The Palestinian Health Ministry in Gaza has reported, on Monday at dawn, that a young man died from serious wounds he suffered, on June 8th, after Israeli soldiers shot him with live fire.
The Ministry said the young man, identified as Karam Ibrahim Arafat, 26, was shot during the “Great Return March” procession, east of Khan Younis, in the southern part of the Gaza Strip.
It added that Arafat, from Abasan al-Saghira town, southeast of Khan Younis, was shot with a live round in the head, and remained in a critical condition until he succumbed to his serious wounds.
Also at dawn, dozens of soldiers invaded the Deheishe refugee camp, south of the West Bank city of Bethlehem, killed one child, identified as Akram Tha’er Mizhir, 15, injured two young men and caused dozens to suffer the effects of teargas inhalation.
On the same day, Palestinian fighters in Gaza killed one soldier, identified as Aviv Levi, 20, from Petah Tikva, in the Central District.

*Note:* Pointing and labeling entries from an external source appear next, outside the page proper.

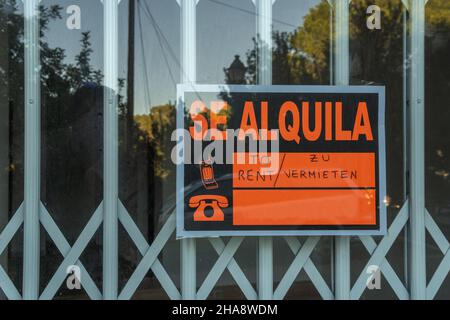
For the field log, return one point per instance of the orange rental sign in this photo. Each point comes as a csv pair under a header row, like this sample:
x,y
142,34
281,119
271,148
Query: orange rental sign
x,y
280,160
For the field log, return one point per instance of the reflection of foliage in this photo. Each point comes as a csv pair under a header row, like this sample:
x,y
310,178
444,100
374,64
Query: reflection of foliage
x,y
311,44
437,112
438,14
376,57
300,56
158,126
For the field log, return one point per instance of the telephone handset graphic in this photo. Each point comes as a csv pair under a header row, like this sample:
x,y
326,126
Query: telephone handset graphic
x,y
215,203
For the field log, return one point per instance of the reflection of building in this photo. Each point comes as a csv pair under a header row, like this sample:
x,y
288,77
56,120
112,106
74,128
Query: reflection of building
x,y
235,73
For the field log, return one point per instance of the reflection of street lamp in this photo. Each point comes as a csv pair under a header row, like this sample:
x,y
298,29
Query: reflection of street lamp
x,y
236,72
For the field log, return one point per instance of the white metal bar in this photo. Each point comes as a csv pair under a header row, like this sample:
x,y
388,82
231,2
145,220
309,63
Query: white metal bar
x,y
111,150
342,244
264,72
32,152
188,75
417,264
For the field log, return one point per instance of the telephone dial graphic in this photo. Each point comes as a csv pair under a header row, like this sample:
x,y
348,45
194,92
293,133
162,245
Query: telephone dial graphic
x,y
211,202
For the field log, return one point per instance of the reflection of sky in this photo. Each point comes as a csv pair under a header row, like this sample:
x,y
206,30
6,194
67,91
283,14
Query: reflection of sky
x,y
224,28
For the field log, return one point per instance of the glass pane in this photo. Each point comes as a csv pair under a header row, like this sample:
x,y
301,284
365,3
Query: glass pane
x,y
11,130
437,136
377,58
301,55
149,61
72,126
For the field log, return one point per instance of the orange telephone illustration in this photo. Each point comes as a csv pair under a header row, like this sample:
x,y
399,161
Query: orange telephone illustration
x,y
204,202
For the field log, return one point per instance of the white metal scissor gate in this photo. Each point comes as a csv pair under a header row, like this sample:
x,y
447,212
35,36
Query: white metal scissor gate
x,y
32,213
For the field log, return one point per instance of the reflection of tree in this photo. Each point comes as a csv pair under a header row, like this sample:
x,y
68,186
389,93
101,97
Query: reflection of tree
x,y
158,127
437,101
303,57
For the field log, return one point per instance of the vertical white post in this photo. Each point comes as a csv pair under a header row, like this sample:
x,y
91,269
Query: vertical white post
x,y
189,75
32,152
4,137
111,150
264,72
342,244
417,151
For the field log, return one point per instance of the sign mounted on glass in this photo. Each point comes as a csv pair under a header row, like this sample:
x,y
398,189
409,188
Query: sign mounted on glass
x,y
280,160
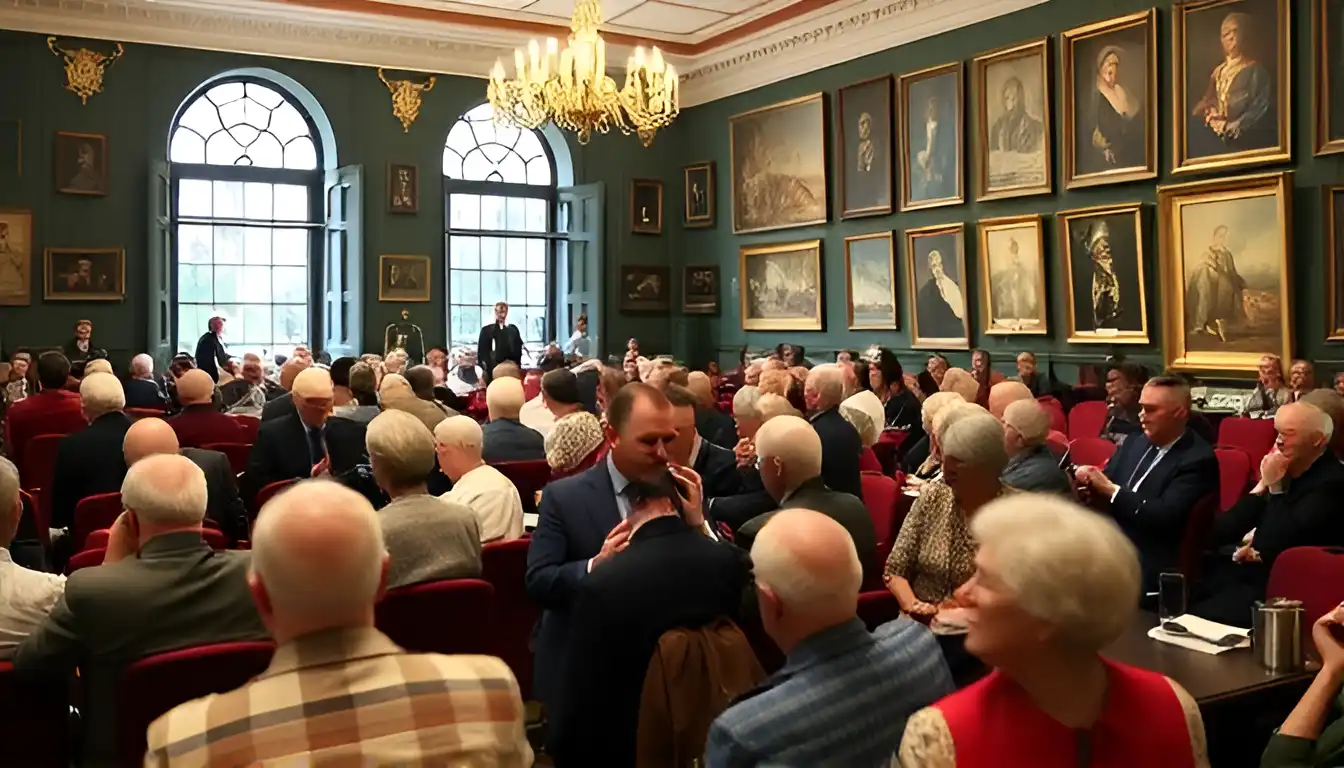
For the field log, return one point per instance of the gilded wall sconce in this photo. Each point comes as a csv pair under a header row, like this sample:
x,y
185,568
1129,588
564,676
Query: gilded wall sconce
x,y
406,97
85,67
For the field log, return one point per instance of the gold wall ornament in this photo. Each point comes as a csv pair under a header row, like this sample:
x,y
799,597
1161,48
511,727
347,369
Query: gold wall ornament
x,y
85,67
406,97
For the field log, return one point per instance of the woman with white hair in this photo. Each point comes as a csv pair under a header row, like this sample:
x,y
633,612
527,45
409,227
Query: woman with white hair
x,y
1053,585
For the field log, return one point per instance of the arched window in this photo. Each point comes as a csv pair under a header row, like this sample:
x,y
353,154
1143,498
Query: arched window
x,y
500,191
246,215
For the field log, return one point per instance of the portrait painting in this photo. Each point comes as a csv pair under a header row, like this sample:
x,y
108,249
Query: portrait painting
x,y
932,128
700,203
781,287
870,266
1226,271
403,277
1110,101
1012,275
778,166
1104,262
1231,96
402,188
700,291
81,163
85,275
864,154
644,289
15,257
1012,152
936,261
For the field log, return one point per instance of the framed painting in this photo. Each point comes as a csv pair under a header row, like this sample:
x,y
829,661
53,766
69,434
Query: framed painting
x,y
700,203
1012,152
1110,101
1012,275
1104,273
932,129
781,287
1231,67
84,275
778,166
15,257
864,152
936,265
1226,271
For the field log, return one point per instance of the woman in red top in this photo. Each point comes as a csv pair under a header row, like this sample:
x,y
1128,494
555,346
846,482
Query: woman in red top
x,y
1054,584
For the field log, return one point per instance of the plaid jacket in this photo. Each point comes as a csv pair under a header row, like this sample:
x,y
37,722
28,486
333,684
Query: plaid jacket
x,y
352,697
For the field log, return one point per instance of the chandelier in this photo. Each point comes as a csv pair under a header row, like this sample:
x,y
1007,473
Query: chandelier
x,y
571,88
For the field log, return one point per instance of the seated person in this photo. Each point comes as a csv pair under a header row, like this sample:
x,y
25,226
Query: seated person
x,y
1054,584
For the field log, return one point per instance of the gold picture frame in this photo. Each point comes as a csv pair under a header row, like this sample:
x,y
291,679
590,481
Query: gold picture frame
x,y
1206,328
786,273
1250,145
1024,166
1012,303
1109,43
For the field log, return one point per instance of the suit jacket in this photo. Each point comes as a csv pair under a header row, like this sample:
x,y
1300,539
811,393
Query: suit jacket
x,y
842,448
176,593
88,462
1155,515
669,577
508,440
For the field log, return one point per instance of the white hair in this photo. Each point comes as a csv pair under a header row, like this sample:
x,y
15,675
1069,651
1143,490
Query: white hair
x,y
1063,564
165,490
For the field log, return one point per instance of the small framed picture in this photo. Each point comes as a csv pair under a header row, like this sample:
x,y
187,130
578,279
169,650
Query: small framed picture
x,y
647,206
81,163
402,188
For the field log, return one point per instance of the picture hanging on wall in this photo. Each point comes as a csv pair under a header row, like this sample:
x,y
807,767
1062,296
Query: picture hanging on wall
x,y
1231,96
778,166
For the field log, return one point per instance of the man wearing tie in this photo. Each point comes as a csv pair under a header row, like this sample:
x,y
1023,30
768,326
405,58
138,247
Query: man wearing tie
x,y
1155,479
499,342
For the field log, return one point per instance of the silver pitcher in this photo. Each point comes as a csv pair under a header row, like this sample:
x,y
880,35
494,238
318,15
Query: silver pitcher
x,y
1277,634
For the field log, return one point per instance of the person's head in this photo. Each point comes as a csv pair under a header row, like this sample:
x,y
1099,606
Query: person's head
x,y
313,396
807,576
401,452
1053,580
317,561
790,455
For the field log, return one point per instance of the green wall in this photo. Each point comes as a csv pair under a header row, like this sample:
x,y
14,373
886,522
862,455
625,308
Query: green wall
x,y
702,133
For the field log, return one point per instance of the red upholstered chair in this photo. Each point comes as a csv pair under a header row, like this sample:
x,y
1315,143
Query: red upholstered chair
x,y
440,616
156,683
504,565
34,721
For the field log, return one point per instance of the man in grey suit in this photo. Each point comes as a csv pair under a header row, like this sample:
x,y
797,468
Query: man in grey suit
x,y
160,588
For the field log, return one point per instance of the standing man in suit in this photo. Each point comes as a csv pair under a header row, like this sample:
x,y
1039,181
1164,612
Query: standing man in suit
x,y
499,342
1155,479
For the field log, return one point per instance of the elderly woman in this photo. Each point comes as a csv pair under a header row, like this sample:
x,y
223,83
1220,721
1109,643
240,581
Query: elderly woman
x,y
1053,585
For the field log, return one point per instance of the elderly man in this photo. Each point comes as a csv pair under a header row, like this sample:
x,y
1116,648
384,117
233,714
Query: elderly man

The soldier is the first to be killed by Palestinian fire since Israel’s offensive and major deadly assault in Gaza in 2014.
Israeli Walla News said an Israeli army investigation revealed that the soldier was shot by a Palestinian sniper, hundreds of meters away, and added that Levi was kneeling in a sniper post when he was shot in the upper body.

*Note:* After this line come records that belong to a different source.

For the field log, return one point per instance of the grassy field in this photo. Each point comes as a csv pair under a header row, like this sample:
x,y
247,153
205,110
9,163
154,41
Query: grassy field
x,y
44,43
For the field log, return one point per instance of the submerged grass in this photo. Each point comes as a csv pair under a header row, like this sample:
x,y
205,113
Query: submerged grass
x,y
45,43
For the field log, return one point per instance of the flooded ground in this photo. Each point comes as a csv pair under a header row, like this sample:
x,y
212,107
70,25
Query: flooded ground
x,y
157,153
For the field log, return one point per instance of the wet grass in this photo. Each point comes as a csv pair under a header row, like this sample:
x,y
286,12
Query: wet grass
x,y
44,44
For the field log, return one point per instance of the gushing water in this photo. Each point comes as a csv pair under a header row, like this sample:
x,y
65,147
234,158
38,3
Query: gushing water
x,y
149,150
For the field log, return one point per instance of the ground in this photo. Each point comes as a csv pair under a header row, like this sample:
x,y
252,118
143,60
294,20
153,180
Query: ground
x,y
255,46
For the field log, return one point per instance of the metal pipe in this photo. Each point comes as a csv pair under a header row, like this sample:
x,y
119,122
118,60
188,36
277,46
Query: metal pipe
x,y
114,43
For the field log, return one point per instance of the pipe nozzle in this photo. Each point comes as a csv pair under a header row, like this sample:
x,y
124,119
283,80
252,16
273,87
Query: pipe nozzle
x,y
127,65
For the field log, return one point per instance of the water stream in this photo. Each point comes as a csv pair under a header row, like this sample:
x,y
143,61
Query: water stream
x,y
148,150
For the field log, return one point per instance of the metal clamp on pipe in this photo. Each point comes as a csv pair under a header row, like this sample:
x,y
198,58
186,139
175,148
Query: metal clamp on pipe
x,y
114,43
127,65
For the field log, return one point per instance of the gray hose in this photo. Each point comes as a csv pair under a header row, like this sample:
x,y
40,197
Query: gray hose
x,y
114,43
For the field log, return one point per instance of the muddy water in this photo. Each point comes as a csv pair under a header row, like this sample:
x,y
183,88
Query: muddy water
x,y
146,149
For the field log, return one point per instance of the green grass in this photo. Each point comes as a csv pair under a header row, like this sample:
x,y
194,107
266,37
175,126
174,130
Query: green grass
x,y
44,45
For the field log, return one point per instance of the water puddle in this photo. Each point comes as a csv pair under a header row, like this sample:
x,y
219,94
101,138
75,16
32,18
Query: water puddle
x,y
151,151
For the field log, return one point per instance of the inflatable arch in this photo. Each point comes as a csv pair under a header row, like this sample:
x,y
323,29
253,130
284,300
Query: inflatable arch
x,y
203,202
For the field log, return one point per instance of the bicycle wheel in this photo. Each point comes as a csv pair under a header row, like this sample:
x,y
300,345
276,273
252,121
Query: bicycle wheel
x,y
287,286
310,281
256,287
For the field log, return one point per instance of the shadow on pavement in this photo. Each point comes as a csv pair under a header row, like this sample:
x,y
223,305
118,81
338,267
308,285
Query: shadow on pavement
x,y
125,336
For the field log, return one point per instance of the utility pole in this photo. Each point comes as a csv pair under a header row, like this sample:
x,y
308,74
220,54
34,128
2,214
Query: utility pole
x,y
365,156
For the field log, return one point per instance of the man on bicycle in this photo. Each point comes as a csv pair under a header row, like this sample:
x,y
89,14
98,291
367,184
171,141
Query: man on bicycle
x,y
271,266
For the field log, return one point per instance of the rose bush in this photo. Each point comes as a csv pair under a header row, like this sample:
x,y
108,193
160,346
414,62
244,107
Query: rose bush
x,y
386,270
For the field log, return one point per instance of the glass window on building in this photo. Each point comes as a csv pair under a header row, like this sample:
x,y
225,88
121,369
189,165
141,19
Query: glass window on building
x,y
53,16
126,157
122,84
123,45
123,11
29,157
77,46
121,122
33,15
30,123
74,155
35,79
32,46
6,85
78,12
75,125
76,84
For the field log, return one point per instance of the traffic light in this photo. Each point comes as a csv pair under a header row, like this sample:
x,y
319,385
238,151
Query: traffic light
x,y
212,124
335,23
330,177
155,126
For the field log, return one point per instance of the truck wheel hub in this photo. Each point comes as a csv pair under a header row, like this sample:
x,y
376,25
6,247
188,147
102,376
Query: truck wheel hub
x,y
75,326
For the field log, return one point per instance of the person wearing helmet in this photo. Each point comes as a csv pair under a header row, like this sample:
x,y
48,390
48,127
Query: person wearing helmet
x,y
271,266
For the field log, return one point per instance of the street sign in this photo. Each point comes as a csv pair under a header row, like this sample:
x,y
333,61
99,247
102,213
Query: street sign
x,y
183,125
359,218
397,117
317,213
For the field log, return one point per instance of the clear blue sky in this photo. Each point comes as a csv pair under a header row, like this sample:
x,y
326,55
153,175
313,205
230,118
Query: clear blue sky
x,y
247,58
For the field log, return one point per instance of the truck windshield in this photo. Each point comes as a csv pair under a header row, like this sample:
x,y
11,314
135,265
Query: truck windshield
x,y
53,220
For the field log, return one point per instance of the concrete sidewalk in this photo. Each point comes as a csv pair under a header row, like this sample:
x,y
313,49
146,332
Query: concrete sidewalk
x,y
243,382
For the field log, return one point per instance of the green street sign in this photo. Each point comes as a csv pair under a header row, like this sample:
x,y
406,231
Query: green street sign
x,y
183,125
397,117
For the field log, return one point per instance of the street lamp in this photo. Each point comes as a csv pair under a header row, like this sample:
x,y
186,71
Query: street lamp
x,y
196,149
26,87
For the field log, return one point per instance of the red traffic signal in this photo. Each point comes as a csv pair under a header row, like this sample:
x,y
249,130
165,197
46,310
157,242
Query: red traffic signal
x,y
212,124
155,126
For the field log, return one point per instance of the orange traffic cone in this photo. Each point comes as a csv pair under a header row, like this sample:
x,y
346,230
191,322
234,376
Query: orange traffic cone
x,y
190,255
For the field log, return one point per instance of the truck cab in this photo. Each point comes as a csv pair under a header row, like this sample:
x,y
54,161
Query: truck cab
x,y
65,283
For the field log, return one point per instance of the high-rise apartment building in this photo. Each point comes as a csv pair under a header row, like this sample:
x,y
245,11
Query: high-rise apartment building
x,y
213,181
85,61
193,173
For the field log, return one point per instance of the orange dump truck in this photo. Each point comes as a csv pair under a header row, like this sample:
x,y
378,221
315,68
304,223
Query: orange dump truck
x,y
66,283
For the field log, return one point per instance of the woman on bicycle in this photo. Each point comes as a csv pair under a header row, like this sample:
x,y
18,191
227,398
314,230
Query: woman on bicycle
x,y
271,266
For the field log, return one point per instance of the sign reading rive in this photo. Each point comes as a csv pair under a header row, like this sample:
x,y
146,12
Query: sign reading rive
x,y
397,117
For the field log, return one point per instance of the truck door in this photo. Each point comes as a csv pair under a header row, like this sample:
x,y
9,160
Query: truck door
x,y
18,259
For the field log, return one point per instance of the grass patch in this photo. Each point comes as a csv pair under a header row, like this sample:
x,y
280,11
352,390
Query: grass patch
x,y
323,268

It stated that Israeli army officials believe that the sniper fire was not approved by Hamas leadership, but was likely ordered by the shooter’s “direct commander.”

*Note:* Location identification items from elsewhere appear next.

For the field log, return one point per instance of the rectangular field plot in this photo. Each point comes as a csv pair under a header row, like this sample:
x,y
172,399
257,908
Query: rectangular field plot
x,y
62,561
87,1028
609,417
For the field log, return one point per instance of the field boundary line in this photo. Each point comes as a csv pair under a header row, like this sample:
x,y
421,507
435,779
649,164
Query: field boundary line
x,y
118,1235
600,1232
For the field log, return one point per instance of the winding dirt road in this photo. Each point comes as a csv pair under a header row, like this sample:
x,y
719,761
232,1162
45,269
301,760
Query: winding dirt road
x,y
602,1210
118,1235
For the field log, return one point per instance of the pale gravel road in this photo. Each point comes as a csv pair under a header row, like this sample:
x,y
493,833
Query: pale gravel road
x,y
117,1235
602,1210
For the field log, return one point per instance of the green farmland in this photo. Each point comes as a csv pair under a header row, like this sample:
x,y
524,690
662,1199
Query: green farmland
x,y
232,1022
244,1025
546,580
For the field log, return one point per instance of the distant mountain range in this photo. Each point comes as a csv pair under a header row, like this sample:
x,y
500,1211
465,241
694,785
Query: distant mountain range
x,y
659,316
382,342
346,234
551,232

The report quoted defense officials stating that Hamas’s armed wing leadership would not place their political leader Ismael Haniyya in danger of Israeli fire, especially since he was present near the protest area, close to the border fence, when the soldier was shot.
The officials said it possible that one fighter decided to shoot a soldier in retaliation for the death of another fighter, who was killed by army fire Thursday.
Karam’s death brings the number of Palestinians, killed by Israeli army fire in Gaza since the beginning of the Great Return March protests on March 30th, to 147, including 17 children, two medics and two journalists.